The free-for-all is being made manifest in maps that threaten to block Democrats from power at both the state and federal levels over the next decade.
As things stand, it won’t take much manipulation for the Democrats to lose one or both houses of Congress next year. They hold the Senate only through dint of the vice president’s tiebreaking vote; Speaker Nancy Pelosi of California holds the gavel thanks to a House majority of less than half a dozen seats. And with more than 350 days until the midterms, The New York Times believes “Republicans are already poised to flip at least five seats in the closely divided House thanks to redrawn district maps that are more distorted, more disjointed and more gerrymandered than any since the Voting Rights Act was passed in 1965.”
That last bit is no coincidence. The current redistricting push is the first since the Supreme Court gutted the Voting Rights Act’s preclearance requirements in 2013. Before then, many of the states racing to restrict voter rights had to submit their electoral maps to the Justice Department before they could be put into place. Now the free-for-all is being made manifest in maps that threaten to block Democrats from power at both the state and federal levels over the next decade.
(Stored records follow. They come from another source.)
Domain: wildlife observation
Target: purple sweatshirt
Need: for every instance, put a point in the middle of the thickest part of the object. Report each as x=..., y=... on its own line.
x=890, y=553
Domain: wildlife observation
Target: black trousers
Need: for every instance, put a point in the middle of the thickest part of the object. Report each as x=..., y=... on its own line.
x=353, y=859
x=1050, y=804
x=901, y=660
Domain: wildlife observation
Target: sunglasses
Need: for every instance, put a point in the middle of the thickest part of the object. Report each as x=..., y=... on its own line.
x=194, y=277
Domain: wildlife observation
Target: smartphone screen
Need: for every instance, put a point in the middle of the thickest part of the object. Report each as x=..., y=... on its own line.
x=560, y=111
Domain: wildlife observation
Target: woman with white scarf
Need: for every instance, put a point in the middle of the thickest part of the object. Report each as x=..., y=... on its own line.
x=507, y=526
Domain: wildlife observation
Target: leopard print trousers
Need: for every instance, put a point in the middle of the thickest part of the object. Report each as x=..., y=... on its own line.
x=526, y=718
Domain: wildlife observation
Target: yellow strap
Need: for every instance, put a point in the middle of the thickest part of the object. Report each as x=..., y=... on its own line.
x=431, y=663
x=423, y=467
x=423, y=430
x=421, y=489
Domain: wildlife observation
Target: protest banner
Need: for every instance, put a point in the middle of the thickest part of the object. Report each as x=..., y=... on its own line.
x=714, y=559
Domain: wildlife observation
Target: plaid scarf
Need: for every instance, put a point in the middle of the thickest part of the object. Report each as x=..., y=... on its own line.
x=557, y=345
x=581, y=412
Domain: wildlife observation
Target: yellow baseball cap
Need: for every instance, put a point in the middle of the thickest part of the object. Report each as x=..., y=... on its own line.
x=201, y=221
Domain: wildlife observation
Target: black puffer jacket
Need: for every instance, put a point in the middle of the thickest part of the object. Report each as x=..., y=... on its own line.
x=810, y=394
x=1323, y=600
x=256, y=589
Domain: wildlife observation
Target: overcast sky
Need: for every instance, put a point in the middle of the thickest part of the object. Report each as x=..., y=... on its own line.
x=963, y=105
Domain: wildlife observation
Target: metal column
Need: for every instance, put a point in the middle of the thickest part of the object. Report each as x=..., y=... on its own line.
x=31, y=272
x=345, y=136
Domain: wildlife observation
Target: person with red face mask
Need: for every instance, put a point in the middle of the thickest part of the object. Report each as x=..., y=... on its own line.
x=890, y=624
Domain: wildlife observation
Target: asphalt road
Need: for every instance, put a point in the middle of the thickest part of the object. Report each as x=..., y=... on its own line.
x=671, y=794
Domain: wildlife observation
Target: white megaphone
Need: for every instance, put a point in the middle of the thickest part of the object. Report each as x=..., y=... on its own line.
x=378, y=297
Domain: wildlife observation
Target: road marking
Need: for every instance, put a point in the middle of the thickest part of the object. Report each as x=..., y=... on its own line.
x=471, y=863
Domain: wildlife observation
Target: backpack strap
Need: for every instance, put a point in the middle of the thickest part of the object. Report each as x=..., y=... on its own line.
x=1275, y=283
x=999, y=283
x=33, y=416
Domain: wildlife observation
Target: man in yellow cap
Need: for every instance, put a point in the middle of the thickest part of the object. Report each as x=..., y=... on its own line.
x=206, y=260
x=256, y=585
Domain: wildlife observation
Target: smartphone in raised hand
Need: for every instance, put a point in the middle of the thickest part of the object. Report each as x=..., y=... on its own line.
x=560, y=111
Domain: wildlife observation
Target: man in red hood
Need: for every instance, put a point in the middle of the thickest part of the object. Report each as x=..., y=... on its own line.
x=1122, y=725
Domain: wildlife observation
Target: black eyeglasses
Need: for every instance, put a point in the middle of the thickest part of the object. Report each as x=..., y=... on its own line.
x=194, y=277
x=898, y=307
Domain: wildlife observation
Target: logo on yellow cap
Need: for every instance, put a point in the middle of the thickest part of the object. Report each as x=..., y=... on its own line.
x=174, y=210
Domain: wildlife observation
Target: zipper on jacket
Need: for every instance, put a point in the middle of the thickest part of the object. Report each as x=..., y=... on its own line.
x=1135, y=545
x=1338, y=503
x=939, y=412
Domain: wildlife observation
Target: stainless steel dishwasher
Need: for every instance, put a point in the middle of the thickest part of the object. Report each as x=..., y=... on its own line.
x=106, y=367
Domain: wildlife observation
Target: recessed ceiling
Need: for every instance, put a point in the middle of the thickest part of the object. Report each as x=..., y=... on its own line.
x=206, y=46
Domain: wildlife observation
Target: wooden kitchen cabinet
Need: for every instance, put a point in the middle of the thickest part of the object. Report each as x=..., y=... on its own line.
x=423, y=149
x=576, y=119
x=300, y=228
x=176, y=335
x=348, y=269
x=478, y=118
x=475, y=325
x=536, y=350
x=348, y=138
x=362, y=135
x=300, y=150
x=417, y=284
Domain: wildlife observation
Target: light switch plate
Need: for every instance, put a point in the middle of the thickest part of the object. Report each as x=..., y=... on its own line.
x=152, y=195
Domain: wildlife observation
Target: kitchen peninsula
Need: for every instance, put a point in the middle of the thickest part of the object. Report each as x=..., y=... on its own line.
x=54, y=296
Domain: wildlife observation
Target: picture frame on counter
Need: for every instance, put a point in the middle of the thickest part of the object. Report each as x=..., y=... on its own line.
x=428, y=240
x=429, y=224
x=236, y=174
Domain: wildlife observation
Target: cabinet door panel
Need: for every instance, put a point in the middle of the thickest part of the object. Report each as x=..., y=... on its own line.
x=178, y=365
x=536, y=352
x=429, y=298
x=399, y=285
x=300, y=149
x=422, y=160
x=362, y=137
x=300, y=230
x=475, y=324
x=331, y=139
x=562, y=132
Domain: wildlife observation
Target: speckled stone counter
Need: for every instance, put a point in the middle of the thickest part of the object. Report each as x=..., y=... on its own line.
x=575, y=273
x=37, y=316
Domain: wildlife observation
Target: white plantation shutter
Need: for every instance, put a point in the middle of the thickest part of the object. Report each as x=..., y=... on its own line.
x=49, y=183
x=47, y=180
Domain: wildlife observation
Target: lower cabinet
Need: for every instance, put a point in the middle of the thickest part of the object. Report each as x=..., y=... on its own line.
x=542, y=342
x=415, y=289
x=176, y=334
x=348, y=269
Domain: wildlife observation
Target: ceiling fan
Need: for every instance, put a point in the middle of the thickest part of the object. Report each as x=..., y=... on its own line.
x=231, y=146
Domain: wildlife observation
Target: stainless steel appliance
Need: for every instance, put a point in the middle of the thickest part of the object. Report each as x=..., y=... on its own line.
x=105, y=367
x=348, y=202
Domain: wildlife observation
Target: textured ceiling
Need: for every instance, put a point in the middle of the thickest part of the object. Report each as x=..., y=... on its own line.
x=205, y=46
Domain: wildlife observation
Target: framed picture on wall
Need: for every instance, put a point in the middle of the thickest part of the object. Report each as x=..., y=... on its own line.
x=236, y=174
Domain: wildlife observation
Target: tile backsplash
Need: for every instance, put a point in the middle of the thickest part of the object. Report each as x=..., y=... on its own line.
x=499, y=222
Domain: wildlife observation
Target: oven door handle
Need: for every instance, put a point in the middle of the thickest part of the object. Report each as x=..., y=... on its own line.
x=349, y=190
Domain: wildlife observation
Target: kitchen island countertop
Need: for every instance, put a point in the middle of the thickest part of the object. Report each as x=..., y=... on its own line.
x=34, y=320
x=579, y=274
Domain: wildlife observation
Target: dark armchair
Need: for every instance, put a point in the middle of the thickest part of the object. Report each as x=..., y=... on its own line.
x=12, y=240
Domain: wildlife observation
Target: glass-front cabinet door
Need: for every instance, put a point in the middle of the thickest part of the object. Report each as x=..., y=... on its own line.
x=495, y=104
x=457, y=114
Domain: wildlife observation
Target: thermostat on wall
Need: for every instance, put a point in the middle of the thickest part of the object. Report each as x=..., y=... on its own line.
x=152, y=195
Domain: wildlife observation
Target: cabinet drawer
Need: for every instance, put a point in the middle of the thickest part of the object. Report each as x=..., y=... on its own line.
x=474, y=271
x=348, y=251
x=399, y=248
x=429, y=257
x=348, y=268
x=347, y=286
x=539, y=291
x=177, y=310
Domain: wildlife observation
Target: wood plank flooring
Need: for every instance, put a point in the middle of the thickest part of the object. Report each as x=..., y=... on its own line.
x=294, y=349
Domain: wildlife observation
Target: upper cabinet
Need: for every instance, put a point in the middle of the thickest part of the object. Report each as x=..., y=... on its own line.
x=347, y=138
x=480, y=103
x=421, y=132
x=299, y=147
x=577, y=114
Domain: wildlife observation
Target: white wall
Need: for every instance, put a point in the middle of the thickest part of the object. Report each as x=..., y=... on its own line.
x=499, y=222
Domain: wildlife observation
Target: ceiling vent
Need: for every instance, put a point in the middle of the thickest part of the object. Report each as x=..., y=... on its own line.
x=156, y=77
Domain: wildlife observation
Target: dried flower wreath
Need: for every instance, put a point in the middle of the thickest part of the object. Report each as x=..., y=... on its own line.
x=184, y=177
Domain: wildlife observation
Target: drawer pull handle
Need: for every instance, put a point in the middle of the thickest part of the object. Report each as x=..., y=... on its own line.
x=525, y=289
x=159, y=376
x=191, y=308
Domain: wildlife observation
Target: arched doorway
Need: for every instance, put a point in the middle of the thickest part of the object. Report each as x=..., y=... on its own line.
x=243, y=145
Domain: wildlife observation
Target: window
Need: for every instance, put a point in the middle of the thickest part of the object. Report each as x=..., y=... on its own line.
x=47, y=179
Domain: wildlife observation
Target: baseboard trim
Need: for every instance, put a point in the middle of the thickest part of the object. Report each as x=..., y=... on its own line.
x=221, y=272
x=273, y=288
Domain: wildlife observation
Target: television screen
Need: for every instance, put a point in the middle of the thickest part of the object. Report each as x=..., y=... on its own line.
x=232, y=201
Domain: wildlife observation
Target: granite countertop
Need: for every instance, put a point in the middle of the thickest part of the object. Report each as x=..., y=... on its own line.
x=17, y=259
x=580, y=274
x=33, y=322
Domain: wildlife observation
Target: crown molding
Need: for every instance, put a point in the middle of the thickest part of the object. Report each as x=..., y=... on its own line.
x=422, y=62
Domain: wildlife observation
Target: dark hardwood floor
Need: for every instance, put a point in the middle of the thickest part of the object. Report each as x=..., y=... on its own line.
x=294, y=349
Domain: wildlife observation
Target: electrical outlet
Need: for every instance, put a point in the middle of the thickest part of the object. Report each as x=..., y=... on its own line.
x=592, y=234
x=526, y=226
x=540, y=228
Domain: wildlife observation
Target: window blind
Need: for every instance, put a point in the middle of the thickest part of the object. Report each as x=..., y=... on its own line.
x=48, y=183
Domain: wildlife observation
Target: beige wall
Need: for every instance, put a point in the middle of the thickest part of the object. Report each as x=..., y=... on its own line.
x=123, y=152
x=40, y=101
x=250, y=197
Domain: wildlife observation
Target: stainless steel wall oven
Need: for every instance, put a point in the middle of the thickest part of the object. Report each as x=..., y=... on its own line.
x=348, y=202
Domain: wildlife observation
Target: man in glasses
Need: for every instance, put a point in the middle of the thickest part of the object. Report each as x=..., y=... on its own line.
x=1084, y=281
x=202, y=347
If Ohio’s allocation of seats seems skewed, wait until you look at North Carolina’s. During the last redistricting cycle, state and federal courts eventually forced the GOP-controlled Legislature to redraw its maps twice. When voters went to the polls last year, when Trump won by just 1.3 percentage points, there were eight GOP-favored congressional seats and five that leaned toward Democrats.
But wouldn’t you know it: The new map passed this month in Raleigh looks weirdly like the original map the GOP drew a decade ago, even though minority groups have been responsible for nearly 90 percent of North Carolina’s population growth since then. If the state courts allow the scheme to stand, the GOP will control 10 or 11 of the state’s 14 congressional seats before a single race has been called.